MLA 2011: PowerPoints Don't Have to Suck

Power Point Slides Don’t Have to Suck
Michael Shochet, University of Baltimore

What to presenters do wrong? Talk to the slides, stand in front of the slides, read the slides, too much text on the slides, turn off lights and get your audience to sleep.

At the very least, your slideshow should “do no harm” – don’t away from your presentation. Also tends to turn presentation into a sales pitch, takes the focus off the communication.

What’s another model for presentations? A form of storytelling.

You want what’s in your slide to coincide with your point. Everything should be focused on your point.

Exercise restraint, put as little in as possible. When you’re done go back and remove everything that’s unnecessary.

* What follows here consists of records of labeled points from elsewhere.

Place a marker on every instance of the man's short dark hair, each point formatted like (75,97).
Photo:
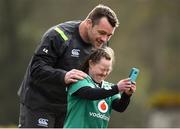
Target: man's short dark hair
(101,11)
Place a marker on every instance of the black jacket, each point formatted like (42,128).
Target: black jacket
(43,86)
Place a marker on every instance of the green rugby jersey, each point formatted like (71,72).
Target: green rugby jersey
(83,113)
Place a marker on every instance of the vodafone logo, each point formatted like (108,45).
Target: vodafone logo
(102,106)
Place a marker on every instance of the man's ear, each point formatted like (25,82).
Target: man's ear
(89,23)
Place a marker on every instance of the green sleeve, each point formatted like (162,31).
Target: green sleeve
(116,96)
(79,84)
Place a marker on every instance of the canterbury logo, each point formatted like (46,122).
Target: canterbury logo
(102,106)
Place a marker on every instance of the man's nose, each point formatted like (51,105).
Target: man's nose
(104,38)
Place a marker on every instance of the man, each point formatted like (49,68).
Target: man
(55,64)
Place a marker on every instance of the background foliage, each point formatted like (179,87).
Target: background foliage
(147,38)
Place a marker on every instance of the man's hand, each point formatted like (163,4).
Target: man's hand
(73,76)
(124,85)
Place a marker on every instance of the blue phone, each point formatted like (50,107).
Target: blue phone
(134,74)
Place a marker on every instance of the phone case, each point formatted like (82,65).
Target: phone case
(134,74)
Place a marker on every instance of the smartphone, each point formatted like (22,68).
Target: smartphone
(134,74)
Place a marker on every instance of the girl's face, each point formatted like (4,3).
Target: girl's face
(99,71)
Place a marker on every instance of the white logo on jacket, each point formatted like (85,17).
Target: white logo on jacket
(43,122)
(75,52)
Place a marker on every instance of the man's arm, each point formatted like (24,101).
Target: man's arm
(43,66)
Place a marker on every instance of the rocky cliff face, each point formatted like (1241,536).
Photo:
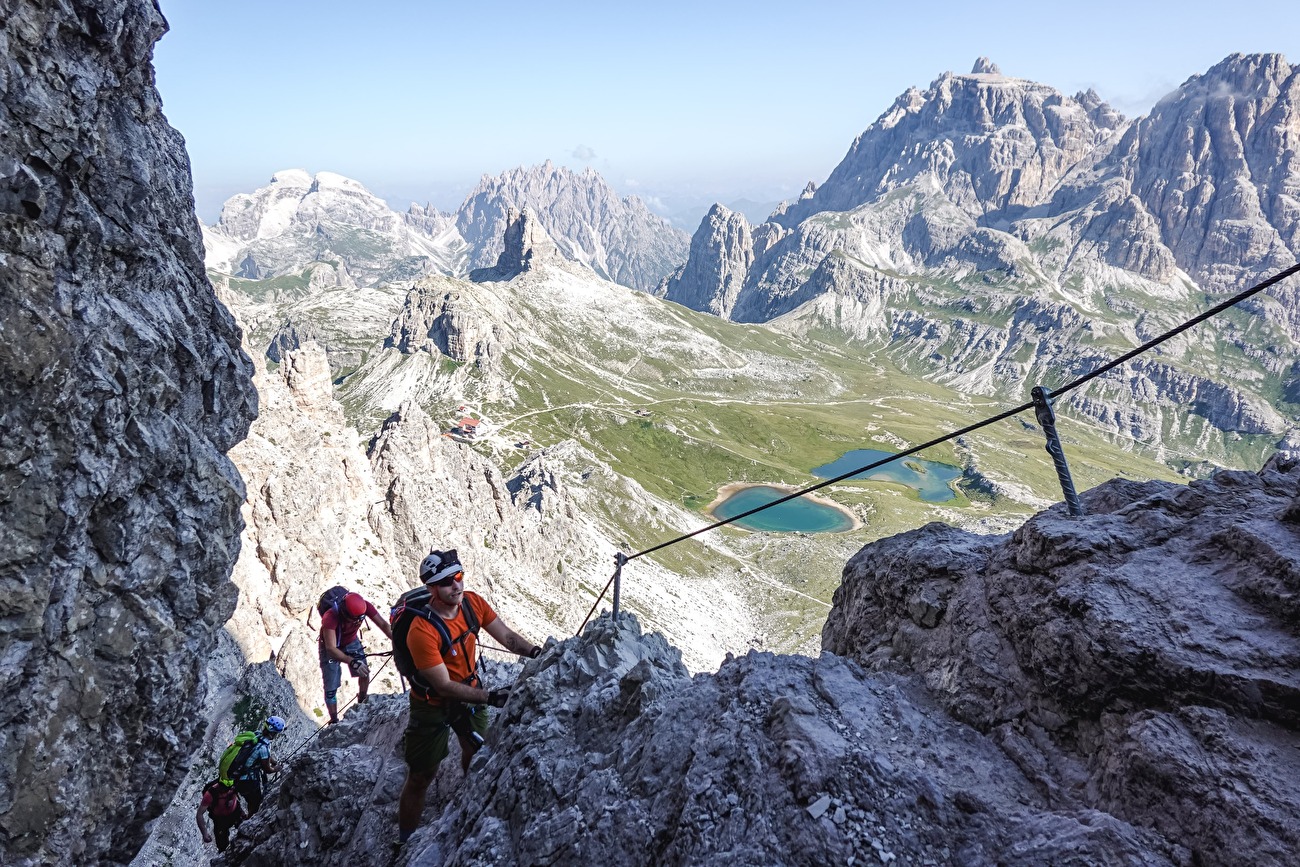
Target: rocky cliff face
(299,222)
(122,389)
(1143,660)
(987,141)
(991,232)
(298,219)
(618,238)
(722,251)
(1217,164)
(1117,689)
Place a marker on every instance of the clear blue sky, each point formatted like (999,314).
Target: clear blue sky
(677,102)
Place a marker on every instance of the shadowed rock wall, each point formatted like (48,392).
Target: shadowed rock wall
(1143,660)
(121,389)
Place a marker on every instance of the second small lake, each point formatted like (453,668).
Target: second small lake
(800,515)
(930,478)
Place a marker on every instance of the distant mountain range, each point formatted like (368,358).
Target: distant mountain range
(995,233)
(987,233)
(299,220)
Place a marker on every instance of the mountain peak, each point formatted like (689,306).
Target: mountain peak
(293,178)
(525,246)
(586,217)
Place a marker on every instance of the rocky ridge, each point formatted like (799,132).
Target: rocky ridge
(299,219)
(124,388)
(722,251)
(620,239)
(300,226)
(1110,689)
(993,233)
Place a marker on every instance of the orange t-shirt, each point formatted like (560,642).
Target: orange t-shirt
(425,644)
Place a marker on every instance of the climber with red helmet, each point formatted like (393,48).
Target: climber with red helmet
(341,642)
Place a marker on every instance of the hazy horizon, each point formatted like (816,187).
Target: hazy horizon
(679,104)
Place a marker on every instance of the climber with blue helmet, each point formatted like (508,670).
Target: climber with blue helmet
(259,764)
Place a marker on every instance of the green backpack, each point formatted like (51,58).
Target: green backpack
(234,761)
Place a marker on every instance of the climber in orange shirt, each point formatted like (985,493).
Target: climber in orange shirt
(434,645)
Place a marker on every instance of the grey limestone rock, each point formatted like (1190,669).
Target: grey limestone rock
(524,247)
(984,199)
(609,751)
(620,239)
(722,251)
(291,336)
(122,386)
(1143,660)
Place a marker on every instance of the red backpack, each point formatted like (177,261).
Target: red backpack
(225,800)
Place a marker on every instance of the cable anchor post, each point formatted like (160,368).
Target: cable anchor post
(619,559)
(1047,420)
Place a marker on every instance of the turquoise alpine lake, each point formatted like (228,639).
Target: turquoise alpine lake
(800,515)
(927,477)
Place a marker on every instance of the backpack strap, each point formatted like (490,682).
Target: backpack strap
(446,642)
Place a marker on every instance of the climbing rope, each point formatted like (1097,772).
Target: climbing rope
(1014,411)
(284,762)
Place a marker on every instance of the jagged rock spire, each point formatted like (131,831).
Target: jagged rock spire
(527,246)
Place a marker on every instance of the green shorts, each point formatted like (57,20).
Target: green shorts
(428,733)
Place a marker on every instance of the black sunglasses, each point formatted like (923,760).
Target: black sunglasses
(447,581)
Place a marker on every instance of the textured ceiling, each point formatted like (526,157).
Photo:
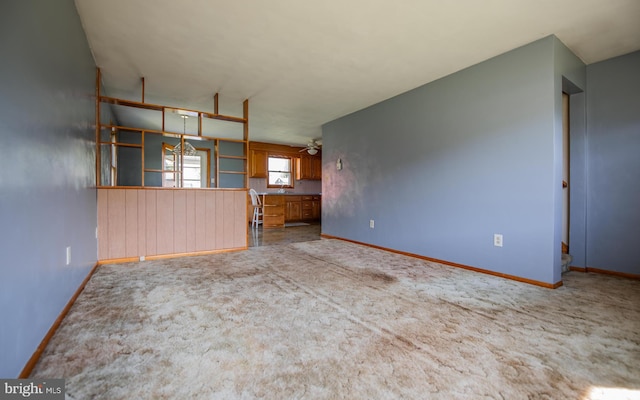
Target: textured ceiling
(302,63)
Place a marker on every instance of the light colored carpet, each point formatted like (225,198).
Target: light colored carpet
(333,320)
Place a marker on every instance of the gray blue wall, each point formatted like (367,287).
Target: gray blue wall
(443,167)
(613,165)
(47,170)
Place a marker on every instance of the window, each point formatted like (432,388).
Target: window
(279,170)
(194,168)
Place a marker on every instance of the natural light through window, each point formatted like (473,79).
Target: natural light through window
(279,172)
(193,170)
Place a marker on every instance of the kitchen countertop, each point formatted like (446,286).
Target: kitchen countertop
(289,194)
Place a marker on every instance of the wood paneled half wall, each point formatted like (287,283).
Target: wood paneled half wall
(153,223)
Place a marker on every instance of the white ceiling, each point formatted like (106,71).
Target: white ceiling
(302,63)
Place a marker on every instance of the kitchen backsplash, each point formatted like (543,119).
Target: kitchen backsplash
(304,186)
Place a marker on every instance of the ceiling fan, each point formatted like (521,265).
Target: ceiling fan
(312,147)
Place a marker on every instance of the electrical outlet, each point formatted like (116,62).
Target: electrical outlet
(497,240)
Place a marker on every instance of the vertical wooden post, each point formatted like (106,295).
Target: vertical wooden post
(98,180)
(142,159)
(245,135)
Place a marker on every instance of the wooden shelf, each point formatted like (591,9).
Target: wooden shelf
(110,147)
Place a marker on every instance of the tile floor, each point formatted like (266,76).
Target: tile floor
(273,236)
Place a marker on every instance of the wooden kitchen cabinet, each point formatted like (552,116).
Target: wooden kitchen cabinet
(258,163)
(273,211)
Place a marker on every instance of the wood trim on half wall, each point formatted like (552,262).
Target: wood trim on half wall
(26,371)
(605,272)
(452,264)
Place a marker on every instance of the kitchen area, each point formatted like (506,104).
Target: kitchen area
(288,181)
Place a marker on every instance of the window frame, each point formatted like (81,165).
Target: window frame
(290,172)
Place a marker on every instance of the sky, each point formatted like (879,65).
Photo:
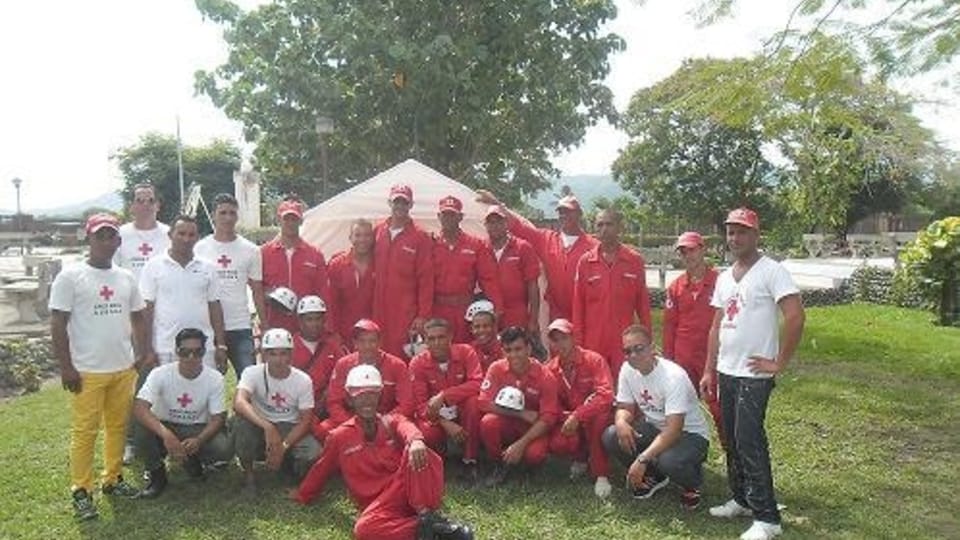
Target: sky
(82,79)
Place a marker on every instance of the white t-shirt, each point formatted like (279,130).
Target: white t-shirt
(99,302)
(138,246)
(175,398)
(181,297)
(236,262)
(750,324)
(665,391)
(278,400)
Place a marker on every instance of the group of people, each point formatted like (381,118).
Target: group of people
(411,351)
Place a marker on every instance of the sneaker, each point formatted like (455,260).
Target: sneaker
(649,487)
(730,509)
(83,507)
(690,499)
(761,530)
(121,489)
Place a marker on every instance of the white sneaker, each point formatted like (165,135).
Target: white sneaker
(730,509)
(602,488)
(761,530)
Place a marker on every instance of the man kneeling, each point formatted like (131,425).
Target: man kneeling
(395,480)
(669,440)
(180,413)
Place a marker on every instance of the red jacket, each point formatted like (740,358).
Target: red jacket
(367,467)
(307,274)
(351,293)
(538,385)
(606,298)
(588,392)
(459,382)
(559,264)
(396,397)
(516,268)
(687,317)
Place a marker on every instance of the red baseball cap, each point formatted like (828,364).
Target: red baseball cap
(99,221)
(451,204)
(290,207)
(403,191)
(743,216)
(689,239)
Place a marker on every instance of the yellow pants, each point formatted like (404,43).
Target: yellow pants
(103,398)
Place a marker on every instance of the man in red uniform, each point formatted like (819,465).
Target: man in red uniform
(586,397)
(688,316)
(289,261)
(610,292)
(461,262)
(524,425)
(352,279)
(517,271)
(391,475)
(403,262)
(397,397)
(559,251)
(446,379)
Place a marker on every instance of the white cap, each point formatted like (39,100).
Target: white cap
(311,304)
(510,397)
(285,297)
(276,338)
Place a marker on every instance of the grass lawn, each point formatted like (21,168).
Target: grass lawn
(864,429)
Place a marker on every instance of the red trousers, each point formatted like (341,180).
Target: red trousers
(393,514)
(584,445)
(497,431)
(468,417)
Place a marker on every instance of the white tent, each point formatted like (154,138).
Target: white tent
(327,225)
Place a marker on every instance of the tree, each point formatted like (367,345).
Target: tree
(153,159)
(484,91)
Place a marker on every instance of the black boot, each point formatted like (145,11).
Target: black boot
(156,482)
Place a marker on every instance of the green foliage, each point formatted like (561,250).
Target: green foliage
(483,91)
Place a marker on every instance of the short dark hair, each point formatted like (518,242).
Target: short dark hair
(190,333)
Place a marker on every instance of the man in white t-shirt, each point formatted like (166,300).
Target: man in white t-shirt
(238,265)
(182,291)
(746,351)
(659,432)
(181,413)
(274,406)
(96,309)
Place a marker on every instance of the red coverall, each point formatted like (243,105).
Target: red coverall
(460,383)
(305,275)
(379,478)
(351,293)
(458,269)
(559,264)
(516,268)
(687,317)
(395,398)
(403,289)
(540,394)
(605,300)
(587,395)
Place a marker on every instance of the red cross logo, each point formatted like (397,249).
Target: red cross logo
(106,293)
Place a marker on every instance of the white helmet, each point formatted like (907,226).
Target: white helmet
(277,338)
(311,304)
(510,397)
(285,297)
(363,378)
(480,306)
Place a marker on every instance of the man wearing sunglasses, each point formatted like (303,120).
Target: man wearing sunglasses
(659,432)
(181,413)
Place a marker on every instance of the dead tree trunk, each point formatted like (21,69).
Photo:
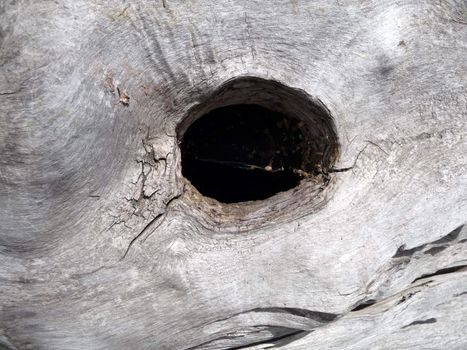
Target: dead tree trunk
(357,240)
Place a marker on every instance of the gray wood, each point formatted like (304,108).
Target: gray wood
(104,245)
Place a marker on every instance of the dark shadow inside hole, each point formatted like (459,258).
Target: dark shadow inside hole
(243,152)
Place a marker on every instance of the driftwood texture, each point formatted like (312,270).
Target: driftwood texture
(104,244)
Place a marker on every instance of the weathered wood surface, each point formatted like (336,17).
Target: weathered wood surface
(103,245)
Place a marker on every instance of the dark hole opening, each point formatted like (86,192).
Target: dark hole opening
(243,152)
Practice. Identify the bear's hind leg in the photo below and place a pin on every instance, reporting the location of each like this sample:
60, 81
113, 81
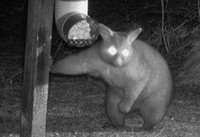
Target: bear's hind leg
112, 101
153, 111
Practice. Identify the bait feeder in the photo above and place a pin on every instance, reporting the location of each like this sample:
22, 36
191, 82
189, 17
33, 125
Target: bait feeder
73, 24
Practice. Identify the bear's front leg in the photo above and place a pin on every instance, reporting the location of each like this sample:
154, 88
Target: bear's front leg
112, 101
131, 93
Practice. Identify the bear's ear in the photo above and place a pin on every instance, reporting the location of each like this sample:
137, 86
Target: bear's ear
133, 35
104, 31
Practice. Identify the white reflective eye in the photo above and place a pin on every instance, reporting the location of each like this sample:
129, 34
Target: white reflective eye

Because of this, your slides are not your handout. Slides should be bare enough that they won’t really stand alone.

How to do better?
-Use white/blank space consciously
-Probably avoid the templates, just use colors
-It’s OK to have a blank slide
-Each slide should make one point
-Chose a font and stick with it. To emphasize points use bold/italics/etc. If you have two fonts use a serif and a sans-serif.
-Make it BIG. (Avoid having to say “dunno if you can see this . . . “)
-If you don’t have a good sense you can use online tools to help put them together – like Kuler. Can chose from complimentary, monocromatic, etc. Can also go with black and white and use a single color when you need to emphasize things

-Full screen images are the most powerful – image has to be high-quality though.
-Placement of text with image becomes important. Think about where people’s eyes will go on the image and where to put the text.
-May want to change background of text box to make it more readable. Maybe make background transparent if there’s not a good “blank” space on your photo.
-Photos – public domain (National Park Service, NASA, etc.). Creative Commons. Your own!

-Right data, right chart
-Can your audience figure out your point from your chart? Chop it down, highlight portions. Title should tell your audience what you’re trying to show with your table/chart.
-One point per slide!
-Maybe break up your chart if there are multiple points from it – walk them through each portion
-Pie charts – hard to see small slices. Put your labels on your data

Start by storyboarding your presentation – just think about the point you’ll make on each slide. Background, font, then think about images that will go with what you’re saying.

Go back and simplify! Remove what’s not necessary.

Slideology, Presentation Zen Design, Resonate.

What about Prezi? Probably better for people to explore later (standalone), not so good for a linear presentation.